Areas of the brain associated with social and moral disgust are triggered when healthcare funding is split unequally, researchers from the UK and Australia have found.
The study , which is the first to use fMRI scans to examine what happens in the brain when people are tasked with making difficult decisions about healthcare spending, found that the anterior insula was activated when people felt an unfair choice had been proposed.
The anterior insula is involved in processing humans’ sense of physical disgust – like when we are exposed to foul smells or unpleasant images – but is also triggered when we feel a strong sense of moral outrage – for example, at the perceived breach of social or ethical norms.
The study, published in the Journal of Neuroscience, was carried out by neuroscientists, psychologists and economists from the University of Lincoln, the Open University, University of Oxford, and the Exeter Magnetic Resonance Research Centre in the UK, and Flinders University in Australia.
The researchers posed a series of hypothetical questions to 30 study participants, asking whether different scenarios for allocating millions of pounds in funding between different social groups were ‘fair’ or ‘unfair’. It included questions about spending on healthcare, superfast broadband and housing benefit. The social groups were defined by criteria including age, marital status and income.
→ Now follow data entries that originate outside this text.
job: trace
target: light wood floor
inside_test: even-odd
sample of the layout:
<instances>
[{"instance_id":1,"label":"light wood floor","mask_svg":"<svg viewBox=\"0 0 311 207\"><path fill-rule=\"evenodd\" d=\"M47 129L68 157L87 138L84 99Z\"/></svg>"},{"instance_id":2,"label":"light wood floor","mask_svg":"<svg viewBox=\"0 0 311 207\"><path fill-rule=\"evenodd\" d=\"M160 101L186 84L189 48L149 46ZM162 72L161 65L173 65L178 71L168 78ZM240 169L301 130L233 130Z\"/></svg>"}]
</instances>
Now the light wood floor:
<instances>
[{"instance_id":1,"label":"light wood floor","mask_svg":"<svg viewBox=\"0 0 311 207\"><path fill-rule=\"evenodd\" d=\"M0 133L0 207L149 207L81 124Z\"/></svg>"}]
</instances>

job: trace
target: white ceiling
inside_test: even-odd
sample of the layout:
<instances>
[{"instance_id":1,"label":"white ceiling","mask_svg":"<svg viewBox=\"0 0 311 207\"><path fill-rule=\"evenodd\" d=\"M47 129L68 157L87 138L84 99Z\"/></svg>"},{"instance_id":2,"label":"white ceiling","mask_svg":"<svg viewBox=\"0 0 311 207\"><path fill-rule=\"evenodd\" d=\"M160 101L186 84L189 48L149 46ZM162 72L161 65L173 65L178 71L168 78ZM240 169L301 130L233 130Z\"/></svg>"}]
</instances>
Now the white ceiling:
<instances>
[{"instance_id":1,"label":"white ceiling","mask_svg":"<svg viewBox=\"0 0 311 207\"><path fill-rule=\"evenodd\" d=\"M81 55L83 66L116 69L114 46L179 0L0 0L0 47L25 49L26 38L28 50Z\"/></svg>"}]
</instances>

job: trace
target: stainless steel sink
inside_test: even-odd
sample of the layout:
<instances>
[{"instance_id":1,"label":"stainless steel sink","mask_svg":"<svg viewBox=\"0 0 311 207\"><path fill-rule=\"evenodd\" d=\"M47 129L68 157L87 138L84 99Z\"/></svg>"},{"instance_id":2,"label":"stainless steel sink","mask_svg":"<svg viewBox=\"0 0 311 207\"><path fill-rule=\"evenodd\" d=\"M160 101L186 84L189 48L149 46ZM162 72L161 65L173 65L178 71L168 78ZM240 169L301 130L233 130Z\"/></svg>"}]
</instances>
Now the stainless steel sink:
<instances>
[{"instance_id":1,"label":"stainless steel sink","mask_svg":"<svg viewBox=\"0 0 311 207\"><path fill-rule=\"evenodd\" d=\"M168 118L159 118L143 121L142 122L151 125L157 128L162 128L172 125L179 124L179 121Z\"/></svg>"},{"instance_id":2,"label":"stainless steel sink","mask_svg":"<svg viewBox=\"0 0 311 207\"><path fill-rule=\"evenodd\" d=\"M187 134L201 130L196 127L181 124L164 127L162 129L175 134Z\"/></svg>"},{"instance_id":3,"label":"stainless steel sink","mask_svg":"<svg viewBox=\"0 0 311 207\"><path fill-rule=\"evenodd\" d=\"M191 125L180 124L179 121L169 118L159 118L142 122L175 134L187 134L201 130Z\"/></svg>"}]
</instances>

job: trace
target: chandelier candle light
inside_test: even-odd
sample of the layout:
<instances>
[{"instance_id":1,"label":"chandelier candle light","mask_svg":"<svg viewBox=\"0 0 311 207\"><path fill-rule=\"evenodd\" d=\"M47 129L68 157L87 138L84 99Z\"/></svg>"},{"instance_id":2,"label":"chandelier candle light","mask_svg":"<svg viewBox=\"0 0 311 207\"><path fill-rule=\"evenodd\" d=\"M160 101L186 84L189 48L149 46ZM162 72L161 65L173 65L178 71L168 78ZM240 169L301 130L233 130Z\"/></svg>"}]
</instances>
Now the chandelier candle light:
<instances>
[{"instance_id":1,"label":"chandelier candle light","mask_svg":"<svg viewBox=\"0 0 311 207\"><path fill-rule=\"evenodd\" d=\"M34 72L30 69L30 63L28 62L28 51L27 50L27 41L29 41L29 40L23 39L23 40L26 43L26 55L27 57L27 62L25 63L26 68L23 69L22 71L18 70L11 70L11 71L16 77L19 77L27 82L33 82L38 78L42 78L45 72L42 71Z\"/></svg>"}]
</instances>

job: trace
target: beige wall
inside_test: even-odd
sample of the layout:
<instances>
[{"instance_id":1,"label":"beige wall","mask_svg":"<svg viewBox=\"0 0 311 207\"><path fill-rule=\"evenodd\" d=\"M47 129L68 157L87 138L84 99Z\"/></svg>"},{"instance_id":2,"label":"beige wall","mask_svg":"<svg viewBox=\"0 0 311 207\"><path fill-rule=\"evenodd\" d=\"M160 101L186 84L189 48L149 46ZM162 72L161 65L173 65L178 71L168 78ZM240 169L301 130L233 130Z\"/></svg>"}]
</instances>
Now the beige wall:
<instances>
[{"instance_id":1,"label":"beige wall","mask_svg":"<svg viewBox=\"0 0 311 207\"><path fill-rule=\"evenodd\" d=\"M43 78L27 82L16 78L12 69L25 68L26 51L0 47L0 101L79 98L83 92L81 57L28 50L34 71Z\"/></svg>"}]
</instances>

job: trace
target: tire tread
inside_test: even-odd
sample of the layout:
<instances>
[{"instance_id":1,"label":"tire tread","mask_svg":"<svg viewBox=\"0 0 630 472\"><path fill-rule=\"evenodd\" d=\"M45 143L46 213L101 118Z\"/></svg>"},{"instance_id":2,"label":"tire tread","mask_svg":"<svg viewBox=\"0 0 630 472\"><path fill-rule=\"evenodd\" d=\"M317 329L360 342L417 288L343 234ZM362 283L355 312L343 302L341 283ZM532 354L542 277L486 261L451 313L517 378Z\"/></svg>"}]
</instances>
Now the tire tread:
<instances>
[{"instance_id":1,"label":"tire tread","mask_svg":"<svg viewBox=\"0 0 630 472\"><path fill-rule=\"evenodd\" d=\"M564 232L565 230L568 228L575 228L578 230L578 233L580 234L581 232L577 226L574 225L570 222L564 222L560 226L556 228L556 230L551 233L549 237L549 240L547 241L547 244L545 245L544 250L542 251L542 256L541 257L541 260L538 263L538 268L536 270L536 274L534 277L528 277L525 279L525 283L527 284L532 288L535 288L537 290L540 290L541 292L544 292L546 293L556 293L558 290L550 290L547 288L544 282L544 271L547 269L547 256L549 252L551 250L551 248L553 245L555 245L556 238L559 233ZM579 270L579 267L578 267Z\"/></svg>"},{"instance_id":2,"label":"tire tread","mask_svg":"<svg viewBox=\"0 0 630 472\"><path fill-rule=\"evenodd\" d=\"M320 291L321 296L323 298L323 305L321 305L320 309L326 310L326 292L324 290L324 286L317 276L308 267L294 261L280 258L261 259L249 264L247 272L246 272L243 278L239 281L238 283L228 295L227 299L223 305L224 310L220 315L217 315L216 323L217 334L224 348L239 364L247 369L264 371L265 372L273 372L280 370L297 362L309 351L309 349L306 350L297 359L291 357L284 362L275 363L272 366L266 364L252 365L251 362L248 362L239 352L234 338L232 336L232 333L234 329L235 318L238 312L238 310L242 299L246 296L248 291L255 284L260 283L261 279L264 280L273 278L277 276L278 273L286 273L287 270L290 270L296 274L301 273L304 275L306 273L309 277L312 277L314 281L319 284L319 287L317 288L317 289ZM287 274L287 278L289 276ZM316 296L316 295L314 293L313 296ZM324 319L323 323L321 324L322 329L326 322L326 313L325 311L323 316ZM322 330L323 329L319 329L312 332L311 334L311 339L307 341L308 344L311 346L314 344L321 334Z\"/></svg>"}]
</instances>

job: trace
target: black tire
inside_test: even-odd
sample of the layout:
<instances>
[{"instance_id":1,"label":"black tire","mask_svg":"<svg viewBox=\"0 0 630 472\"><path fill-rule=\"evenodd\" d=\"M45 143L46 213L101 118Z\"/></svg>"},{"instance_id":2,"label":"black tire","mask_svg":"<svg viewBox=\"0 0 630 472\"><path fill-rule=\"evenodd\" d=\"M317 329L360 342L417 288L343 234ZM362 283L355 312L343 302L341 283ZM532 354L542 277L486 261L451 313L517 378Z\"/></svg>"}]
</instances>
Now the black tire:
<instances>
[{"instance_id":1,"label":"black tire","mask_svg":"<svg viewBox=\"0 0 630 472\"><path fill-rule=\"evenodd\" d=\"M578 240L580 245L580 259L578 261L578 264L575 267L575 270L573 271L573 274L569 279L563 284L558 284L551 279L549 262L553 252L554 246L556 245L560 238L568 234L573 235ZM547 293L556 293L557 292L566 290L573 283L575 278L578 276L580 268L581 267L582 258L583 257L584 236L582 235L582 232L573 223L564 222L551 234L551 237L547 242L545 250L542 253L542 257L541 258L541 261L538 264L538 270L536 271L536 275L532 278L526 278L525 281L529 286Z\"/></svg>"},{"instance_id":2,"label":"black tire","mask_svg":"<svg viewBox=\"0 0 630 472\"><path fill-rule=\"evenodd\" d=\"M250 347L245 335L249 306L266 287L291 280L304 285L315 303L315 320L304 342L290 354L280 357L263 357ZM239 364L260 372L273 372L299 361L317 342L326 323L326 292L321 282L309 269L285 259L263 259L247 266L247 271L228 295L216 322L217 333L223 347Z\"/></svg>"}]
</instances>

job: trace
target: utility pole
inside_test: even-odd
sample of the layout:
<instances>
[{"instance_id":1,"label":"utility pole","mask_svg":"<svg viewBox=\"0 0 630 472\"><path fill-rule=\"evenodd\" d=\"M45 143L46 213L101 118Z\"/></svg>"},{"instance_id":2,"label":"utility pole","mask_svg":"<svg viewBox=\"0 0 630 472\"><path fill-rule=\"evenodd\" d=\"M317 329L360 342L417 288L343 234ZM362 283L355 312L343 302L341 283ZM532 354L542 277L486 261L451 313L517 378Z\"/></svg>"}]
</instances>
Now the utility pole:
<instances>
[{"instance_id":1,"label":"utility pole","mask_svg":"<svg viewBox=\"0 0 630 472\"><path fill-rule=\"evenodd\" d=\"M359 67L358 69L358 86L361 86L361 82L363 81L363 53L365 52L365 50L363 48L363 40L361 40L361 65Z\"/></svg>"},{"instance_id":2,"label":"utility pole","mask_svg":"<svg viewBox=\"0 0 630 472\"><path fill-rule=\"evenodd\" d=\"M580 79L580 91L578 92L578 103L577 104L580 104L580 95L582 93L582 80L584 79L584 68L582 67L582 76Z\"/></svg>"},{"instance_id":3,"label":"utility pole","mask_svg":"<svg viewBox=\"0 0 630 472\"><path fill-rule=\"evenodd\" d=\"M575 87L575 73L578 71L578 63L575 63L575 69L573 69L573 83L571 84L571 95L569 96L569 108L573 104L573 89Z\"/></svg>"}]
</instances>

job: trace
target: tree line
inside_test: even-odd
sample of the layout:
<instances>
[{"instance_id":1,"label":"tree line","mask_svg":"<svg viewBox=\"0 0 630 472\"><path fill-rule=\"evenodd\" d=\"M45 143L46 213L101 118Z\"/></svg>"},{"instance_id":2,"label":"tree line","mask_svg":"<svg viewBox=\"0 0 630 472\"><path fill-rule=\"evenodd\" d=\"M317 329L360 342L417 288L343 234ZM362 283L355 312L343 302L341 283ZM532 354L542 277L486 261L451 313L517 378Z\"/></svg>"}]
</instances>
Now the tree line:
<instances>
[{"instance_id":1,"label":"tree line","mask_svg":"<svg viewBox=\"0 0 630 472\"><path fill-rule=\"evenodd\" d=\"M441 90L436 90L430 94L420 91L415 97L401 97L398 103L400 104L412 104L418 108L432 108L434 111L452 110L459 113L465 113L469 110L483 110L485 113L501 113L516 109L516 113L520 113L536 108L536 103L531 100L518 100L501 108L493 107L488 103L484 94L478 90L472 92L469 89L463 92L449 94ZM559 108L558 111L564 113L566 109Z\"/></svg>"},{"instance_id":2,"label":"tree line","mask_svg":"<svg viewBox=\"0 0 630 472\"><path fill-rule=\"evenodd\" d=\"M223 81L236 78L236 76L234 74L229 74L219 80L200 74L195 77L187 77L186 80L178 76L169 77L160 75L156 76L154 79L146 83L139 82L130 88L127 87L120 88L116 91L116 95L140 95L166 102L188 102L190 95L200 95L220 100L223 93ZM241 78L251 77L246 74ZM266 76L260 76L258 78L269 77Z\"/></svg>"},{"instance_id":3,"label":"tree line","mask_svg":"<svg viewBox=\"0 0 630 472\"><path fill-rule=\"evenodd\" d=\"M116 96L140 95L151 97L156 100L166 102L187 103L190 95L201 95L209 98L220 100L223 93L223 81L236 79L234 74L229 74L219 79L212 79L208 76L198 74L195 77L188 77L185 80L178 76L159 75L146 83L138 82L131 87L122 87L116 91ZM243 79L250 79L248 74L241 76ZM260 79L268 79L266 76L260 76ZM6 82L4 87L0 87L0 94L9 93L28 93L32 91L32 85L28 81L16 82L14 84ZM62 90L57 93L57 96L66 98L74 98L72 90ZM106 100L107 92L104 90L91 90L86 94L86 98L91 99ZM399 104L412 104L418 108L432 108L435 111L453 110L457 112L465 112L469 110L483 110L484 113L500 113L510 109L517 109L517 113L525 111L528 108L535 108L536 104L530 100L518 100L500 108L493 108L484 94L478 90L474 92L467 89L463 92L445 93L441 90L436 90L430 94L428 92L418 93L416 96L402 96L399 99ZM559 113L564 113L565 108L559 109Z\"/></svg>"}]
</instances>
Results from the experiment, reported in the Journal of Neuroscience Psychology and Economics, showed that brain processes involved in making decisions of fairness were significantly different for medical compared to non-medical scenarios. Participants were much more likely to perceive uneven distributions of healthcare funding as unfair.
The study also showed that when participants did approve of unequal distributions of resources in any setting, they appeared to suppress their ‘disgust’ response to make rational, utilitarian choices. Brains scans showed activation of the inferior frontal cortex – an area of the brain associated with response inhibition – when participants were pre-briefed on the principle that resources might need to be distributed unequally to maximise the benefit. This suppression was much less prevalent in the medical scenarios.
Co-author Professor Timothy Hodgson, Head of the University of Lincoln’s School of Psychology, said: “Important healthcare decisions like funding allocations are often measured by a system called Quality Adjusted Life Years (QALY), which prioritises choices that deliver the maximum benefit to the greatest number of people.
“The problem is those decisions are often viewed negatively by members of the general public, who instead believe that everybody has a right to receive medical care and anything that violates this principle is unfair and immoral.
“Given enough information people may be more inclined to support healthcare decisions based on QALYs, but this requires cognitive effort to override a more emotion-based bias towards absolute equality and universal rights.”
The findings are consistent with the existing body of research in behavioural psychology which suggests decision-making involves complex interactions between two distinct systems of the brain: one rational and one emotional. They represent a preliminary first step for cognitive neuroscience into the field of health economics – an area of major socioeconomic importance.